Debate over a new authorization for the use of military force (AUMF) against the Islamic State (ISIL) stalled this week in the House, despite the Obama administration’s announcement Wednesday that it will be sending 450 more troops to Iraq.
Minority Leader Nancy Pelosi (D-Calif.) acknowledged to reporters on Thursday that drafting a new AUMF has been pushed to the back burner—or rather, shoved off the stovetop—just as US involvement in the conflict is set to ramp up yet again.
“We don’t discuss it on the floor of the House,” Pelosi said of new war legislation that would define and set the parameters of ongoing US military action in Iraq and Syria.
American forces started conducted airstrikes on ISIL targets in those two countries last summer.
Pelosi did say that the decision should motivate Congress to debate a new AUMF, but that the issue isn’t exactly a new one, and won’t be resolved soon.
“It’s no use talking about day-to-day. We have to talk about the authority,” she told reporters, noting that it was “almost a year ago” when members of her caucus began urging Speaker of the House John Boehner (R-Ohio) to bring up a new authorization.
In February, the White House introduced a draft ISIL-specific AUMF to Congress. Since then, however, in Pelosi’s words, “nothing happened.”

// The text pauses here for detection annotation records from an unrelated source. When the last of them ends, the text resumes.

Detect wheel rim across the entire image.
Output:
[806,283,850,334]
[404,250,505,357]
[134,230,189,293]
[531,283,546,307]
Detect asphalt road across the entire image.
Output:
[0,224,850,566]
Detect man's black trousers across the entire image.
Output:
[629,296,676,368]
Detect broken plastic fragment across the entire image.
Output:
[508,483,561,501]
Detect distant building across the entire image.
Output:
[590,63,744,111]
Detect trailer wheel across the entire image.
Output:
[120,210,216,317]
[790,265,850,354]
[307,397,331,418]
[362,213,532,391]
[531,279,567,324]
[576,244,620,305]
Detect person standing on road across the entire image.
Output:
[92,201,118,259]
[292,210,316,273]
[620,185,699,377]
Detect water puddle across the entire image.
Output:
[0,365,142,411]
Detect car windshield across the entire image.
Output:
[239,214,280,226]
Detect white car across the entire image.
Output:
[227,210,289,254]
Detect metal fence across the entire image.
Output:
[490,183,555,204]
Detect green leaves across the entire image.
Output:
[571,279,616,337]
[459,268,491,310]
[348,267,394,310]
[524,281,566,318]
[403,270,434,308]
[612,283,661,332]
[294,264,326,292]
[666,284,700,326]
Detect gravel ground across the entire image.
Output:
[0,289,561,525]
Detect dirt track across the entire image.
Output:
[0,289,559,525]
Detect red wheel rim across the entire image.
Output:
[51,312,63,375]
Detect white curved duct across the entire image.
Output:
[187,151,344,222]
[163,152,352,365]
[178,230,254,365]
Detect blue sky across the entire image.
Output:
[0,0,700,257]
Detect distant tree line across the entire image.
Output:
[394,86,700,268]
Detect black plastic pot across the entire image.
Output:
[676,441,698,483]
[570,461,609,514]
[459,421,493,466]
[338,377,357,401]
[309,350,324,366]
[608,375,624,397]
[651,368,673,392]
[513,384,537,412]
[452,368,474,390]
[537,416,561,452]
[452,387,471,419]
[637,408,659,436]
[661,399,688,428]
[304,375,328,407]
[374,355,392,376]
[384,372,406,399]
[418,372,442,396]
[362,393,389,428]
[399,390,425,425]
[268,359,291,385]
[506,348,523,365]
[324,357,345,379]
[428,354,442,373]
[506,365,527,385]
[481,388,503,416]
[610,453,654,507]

The proposal received a chilly response from both Democrats and Republicans on Capitol Hill. From the left, lawmakers objected to the authorization’s lack of geographic limits, and its vague definitions of “associated forces” and when and how long a deployment of ground forces could be triggered. Conservatives, meanwhile, claimed that it was too limiting.
Leaders in both parties have, in the meantime, effectively accepted the administration’s tenuous legal justification for the ongoing military campaign. The White House has said that the post-9/11 AUMF passed in 2001 grants it all the authority its needs to fight the ISIL, a group which didn’t exist at the time.
Prospects for an ISIL-specific war authorization are dim in the upper chamber as well. An attempt by Sens. Tim Kaine (D-Va.) and Jeff Flake (R-Ariz.) to insert new AUMF into a State Department policy bill was rebuffed this week by the Chairman of the Senate Foreign Relations Committee, Bob Corker (R-Tenn.).
“It’s inexcusable that Congress has let 10 months of war go by without authorizing the US mission against ISIL,” Sen. Kaine said in a statement on Monday.